OpenAI’s GPT-4 is a Large Language Model (LLM) that can generate coherent constructed languages, or “conlangs,” which we propose be called “genlangs” when generated by Artificial Intelligence (AI). The genlangs created by ChatGPT for this research (Voxphera, Vivenzia, and Lumivoxa) each have unique features, appear facially coherent, and plausibly “translate” into English.
This study investigates whether genlangs created by ChatGPT follow Zipf’s law. Zipf’s law approximately holds across all natural and artificially constructed human languages. According to Zipf’s law, the word frequencies in a text corpus are inversely proportional to their rank in the frequency table. This means that the most frequent word appears about twice as often as the second most frequent word, three times as often as the third most frequent word, and so on. We hypothesize that Zipf’s law will hold for genlangs because (1) genlangs created by ChatGPT fundamentally operate in the same way as human language with respect to the semantic usefulness of certain tokens, and (2) ChatGPT has been trained on a corpora of text that includes many different languages, all of which exhibit Zipf’s law to varying degrees. Through statistical linguistics, we aim to understand if LLM-based languages statistically look human. Our findings indicate that genlangs adhere closely to Zipf’s law, supporting the hypothesis that genlangs created by ChatGPT exhibit similar statistical properties to natural and artificial human languages.
If the GPT ‘genlangs’ can be translated into English reliably, and we know English definitely follows Zipf’s law (and also all the evidence for ‘neuralinga’/‘interlingua’ from NMT), it seems like the genlangs would have to follow Zipf’s law too. If the genlangs are just thin skins by GPT over existing natural languages it knows, then why wouldn’t they follow Zipf’s law?

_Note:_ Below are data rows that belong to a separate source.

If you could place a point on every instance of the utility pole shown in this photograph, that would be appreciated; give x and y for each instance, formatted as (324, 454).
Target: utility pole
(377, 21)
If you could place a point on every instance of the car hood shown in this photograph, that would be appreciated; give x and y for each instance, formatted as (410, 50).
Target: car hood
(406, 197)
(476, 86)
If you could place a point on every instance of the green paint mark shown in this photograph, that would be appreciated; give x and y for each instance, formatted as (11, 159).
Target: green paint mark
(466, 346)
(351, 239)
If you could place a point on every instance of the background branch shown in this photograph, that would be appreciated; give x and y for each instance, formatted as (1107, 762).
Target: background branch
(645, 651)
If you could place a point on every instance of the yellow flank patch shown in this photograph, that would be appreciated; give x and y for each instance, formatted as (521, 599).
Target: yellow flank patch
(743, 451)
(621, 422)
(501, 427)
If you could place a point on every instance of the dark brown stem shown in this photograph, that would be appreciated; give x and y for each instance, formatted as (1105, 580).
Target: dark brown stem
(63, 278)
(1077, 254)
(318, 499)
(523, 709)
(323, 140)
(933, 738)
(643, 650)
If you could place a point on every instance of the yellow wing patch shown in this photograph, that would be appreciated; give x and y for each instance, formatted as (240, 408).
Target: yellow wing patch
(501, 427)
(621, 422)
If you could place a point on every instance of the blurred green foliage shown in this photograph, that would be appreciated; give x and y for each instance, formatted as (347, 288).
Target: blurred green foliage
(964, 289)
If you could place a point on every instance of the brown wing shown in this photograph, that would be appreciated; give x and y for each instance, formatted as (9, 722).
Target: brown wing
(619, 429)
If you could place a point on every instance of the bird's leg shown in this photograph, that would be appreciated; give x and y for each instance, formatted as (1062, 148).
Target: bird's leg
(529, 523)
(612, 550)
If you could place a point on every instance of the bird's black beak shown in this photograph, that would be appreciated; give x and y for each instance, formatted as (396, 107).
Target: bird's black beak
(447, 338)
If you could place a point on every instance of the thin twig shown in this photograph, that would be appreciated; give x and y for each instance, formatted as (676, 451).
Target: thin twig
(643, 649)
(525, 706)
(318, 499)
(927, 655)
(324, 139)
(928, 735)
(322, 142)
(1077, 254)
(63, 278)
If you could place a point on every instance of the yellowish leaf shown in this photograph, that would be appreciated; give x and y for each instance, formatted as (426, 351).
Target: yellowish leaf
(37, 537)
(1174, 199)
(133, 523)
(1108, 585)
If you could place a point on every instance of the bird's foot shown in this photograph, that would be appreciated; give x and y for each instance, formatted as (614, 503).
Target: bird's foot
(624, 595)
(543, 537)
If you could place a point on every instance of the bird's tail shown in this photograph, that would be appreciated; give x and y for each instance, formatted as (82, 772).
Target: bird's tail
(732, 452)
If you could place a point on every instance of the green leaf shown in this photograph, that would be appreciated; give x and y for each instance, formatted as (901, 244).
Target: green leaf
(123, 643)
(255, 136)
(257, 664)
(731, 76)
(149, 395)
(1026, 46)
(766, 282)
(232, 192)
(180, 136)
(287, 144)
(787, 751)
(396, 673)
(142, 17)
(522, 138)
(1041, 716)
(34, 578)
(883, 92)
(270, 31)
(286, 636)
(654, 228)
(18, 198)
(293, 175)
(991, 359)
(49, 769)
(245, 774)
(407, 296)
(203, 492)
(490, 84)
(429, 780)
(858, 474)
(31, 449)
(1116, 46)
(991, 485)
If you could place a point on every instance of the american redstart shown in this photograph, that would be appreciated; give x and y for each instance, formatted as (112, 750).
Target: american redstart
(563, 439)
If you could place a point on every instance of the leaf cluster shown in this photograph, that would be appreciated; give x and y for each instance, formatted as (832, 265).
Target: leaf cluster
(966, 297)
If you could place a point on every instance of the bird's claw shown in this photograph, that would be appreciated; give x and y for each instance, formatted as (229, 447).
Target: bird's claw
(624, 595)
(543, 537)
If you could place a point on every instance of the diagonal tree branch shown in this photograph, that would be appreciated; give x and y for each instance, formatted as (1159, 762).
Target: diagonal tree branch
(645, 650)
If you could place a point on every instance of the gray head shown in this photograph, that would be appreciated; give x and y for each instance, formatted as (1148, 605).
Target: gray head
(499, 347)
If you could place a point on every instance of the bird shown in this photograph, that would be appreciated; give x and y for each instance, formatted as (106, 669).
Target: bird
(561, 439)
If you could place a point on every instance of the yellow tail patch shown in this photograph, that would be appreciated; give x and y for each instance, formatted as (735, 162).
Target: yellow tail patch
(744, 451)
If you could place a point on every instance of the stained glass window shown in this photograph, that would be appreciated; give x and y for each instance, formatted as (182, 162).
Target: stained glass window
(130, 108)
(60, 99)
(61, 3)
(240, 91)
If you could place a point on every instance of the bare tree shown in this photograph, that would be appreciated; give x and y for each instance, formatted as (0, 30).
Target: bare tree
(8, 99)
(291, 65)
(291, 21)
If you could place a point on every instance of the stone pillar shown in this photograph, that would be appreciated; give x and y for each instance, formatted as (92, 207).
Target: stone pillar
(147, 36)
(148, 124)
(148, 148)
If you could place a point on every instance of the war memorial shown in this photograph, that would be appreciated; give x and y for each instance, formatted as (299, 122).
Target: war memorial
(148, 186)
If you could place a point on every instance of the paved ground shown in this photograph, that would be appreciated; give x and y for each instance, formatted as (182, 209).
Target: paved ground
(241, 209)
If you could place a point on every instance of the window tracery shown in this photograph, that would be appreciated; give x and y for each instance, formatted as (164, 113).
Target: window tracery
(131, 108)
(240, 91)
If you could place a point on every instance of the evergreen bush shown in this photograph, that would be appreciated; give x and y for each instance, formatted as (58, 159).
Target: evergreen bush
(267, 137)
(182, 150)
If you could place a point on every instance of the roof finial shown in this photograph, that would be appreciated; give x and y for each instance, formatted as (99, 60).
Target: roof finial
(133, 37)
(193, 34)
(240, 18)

Seems like it’d be more relevant to show that for genlangs which don’t have any viable translation into an existing Zipfian language, they follow Zipf anyway.
I think that instead of considering random words as a baseline reference (Fig. 2), you should take the alphabet plus the space symbol, generate a random i.i.d. sequence of them, and then index words in that text. This won’t give a uniform distribution over words. It is total gibberish, but I expect it would follow Zipf’s law the same, based on these references I found on Wikipedia:
Wentian Li (1992), “Random Texts Exhibit Zipfs-Law-Like Word Frequency Distribution”
V. Belevitch (1959), “On the statistical laws of linguistic distributions”
I’d also show an example of the “ChatGPT gibberish” produced.